Die Kinder haben zwar noch einen Ferientag – aber Ostern ist an sich vorbei. Aber das Fest könnte ja in den Alltag hinein nachwirken...

Morgengedanken 3.4.2018 zum Nachhören:

Ostern ist vorbei. Alltag ist wieder eingekehrt. Das Arbeitsleben hat uns im Griff. Es gilt, Verpflichtungen zu erfüllen, Geld zu verdienen, das Leben zu meistern. Die Feiertage sind vorbei. Hat mit dem Hereinbrechen des Alltags Ostern seine Bedeutung verloren? Oder kann Ostern auch „nachhaltig“ sein, etwas im Leben verändern? Ich möchte in den kommenden Tagen versuchen, einige Ostererfahrungen zu beschreiben und darüber nachdenken, wie Ostern im Alltag wirksam wird.

Jakob Bürgler
ist römisch-katholischer Priester und Bischofsvikar der Diözese Innsbruck

Hoffnung auf Ostern

Erst vor kurzem habe ich zwei Wochen in Nairobi in Kenia verbracht. Gelebt habe ich in einem Slum. Umgeben von teils schrecklichen Bedingungen. Die Bilder der Blechhütten und notdürftigen Behausungen, die bittere Armut und die blanke Not werde ich nie mehr vergessen. An einem der Sonntage bin ich zu Fuß durch den Slum gegangen. Mein Ziel war der Gottesdienst, den ich gefeiert habe.
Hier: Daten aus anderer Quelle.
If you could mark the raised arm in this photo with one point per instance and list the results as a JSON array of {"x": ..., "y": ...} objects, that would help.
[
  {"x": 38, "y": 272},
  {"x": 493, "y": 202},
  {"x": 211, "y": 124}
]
Und da habe ich gestaunt: Aus unzähligen Behausungen waren frohe Gesänge zu hören, Loblieder auf Jesus Christus, ein lautstarkes Zeugnis des Glaubens. Erstaunlich, in diesem Elend.

Ich habe zu denken begonnen: Was haben wir in unserer so gesättigten Gesellschaft verloren? Bei uns scheint ja der öffentliche Lobpreis Gottes zu verstummen. Brauchen wir die Hoffnung auf Ostern nicht mehr?